Previously, I posted a description of "the basic, simplified skeleton of a derivative-based context-free parser", one which included literals, alternatives, concatenations, and reductions. Importantly, it did not include recursive parsers and could therefore only parse fixed strings. This time, I am going to extend the code from that post to handle recursion.

To handle a recursive grammar, I need to add another class of Parser, one which allows code to use a parser before it is defined.

public class Recurrence extends Parser { private Parser l; public void setParser(Parser l) { this.l = l; } @Override public Parser derive(char ch) { return l.derive(ch); } @Override public Set deriveNull() { return l.deriveNull(); } }

The Recurrence parser has a reference to another parser which can be updated after the Recurrence is created. Other than that, the operations of the Parser, derive and deriveNull, simply call the referenced parser.

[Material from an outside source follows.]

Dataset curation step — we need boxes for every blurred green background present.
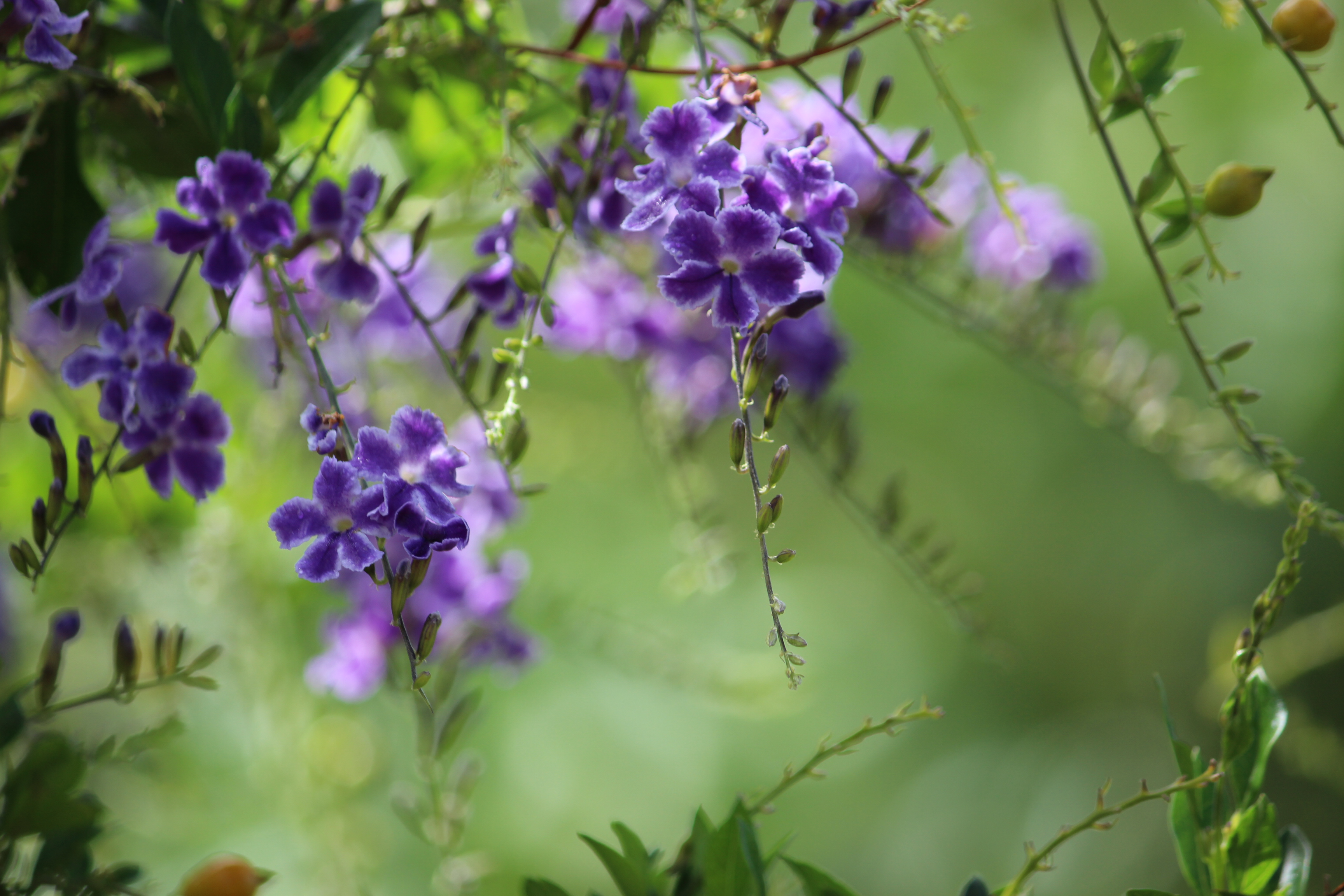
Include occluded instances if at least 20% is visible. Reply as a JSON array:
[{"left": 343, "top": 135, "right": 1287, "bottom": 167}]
[{"left": 0, "top": 0, "right": 1344, "bottom": 896}]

Code using a Recurrence parser creates the recurrence, then uses it to build the grammar in question, finally setting the recurrence to close the loop. The following code uses a Recurrence to implement the grammar \( S\ :=\ \epsilon\ |\ S\ \cdot\ '1' \). The graph to the right shows the structure of the parser. (One thing I added is enough infrastructure to output dot visualizations of the parser structures.)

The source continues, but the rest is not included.